I started by tackling the most obvious bottlenecks, shadowing the front-office administrator, who handled up to 70 emails a day from people seeking help. No matter how fast she worked, the backlog never shrank. To help, I built the first version of Spotlight, a triage app that sorted emails by urgency so critical cases could be addressed first. It allowed her to respond within a single system instead of jumping between  email, phone, and the clinic’s internal booking tool–saving her about half an hour each day. 

Building on that early success, I started accompanying frontline staff inside the clinic, in virtual care, and on the street with unhoused clients. I quickly noticed that referrals were the biggest drain on their time. Every client needed connections to specialists, pharmacies, social programs, or community services, and each referral meant  navigating long, often outdated forms. New staff didn’t always know where to send people, while even experienced staff struggled to keep up with constant changes to government programs and services at other centres.

Instead of just streamlining a single inbox, as I had with the first version of Spotlight, I explored reducing  the entire referral process to three clicks on one platform: The first selected the right provider options, the second auto-filled referral forms from existing patient notes, and the third sent everything to the relevant  providers. I landed on a browser extension–an upgraded version of Spotlight that synced directly with electronic medical records, eliminating the need to retype or copy information.

Between 2020 and 2024, I ran six pilots at the Krasman Centre, refining the tool with each iteration. It was an exhausting period of trial and error, made harder by the fact that I was earning just $12,000 a year in one of the world’s most expensive cities. When my savings ran out, I relied on credit cards to get by. Still, seeing clinicians reclaim time with each pilot made every sacrifice worth it.

After the sixth trial, clinicians and administrators were saving up to five hours a week, allowing them to see far more patients daily. Shortly afterwards, I incorporated  PeerSupport.io, offering Spotlight to other organizations. Leveraging connections I had built years earlier, I brought on the Yukon government as a client, and now we’re building sales momentum across North America.

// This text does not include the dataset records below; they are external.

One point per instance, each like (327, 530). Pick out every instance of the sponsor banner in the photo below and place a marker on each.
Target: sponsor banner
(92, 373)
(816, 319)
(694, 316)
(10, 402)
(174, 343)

Early in 2025, we began developing a tool to handle all the administrative work clinicians do, such as lab requisitions and patient notes. The result was Peer CoWork, a voice-activated web browser for clinical settings. Clinicians speak into the browser, which automatically records notes, completes forms, and sends emails, while keeping them in control through a review and approval process. That may sound lofty, but I’m always transparent about our technology’s limits. AI can make mistakes, so every action must be reviewed by a human. The technology is meant to assist providers, not replace their judgment. 

Related: Brett Belchetz Is Revolutionizing How Canadians Access Health Care

When we introduced Peer CoWork to our existing customers in late 2025, the response was overwhelming. By the end of 2026, our tools will be active across five major healthcare providers in Canada and the U.S., supporting over a million patient files. We’re on track for $5 million in annual revenue, with a team of six full-time employees in Canada. We aim to grow the team to 10 by year’s end.

Looking ahead, we’re focusing on expanding  Peer CoWork to  organizations weighed down by  administrative overload. But when I think about the future, it’s less about products or growth targets than the values that brought me here. My grandmother taught me that ability carries responsibility and that our gifts are meant to serve others. That lesson is the real inheritance she left me–and it’s what motivates me to keep working and saving lives.

–As told to Ali Amad

Chirag Jadhwani
Chirag Jadhwani
Chirag Jadhwani is a Vancouver and Whitehorse-based entrepreneur and health tech innovator, building AI tools that reduce clinician burnout and streamline care delivery. He's the founder and CEO of PeerSupport.io, a Yukon-born startup backed by Panache Ventures.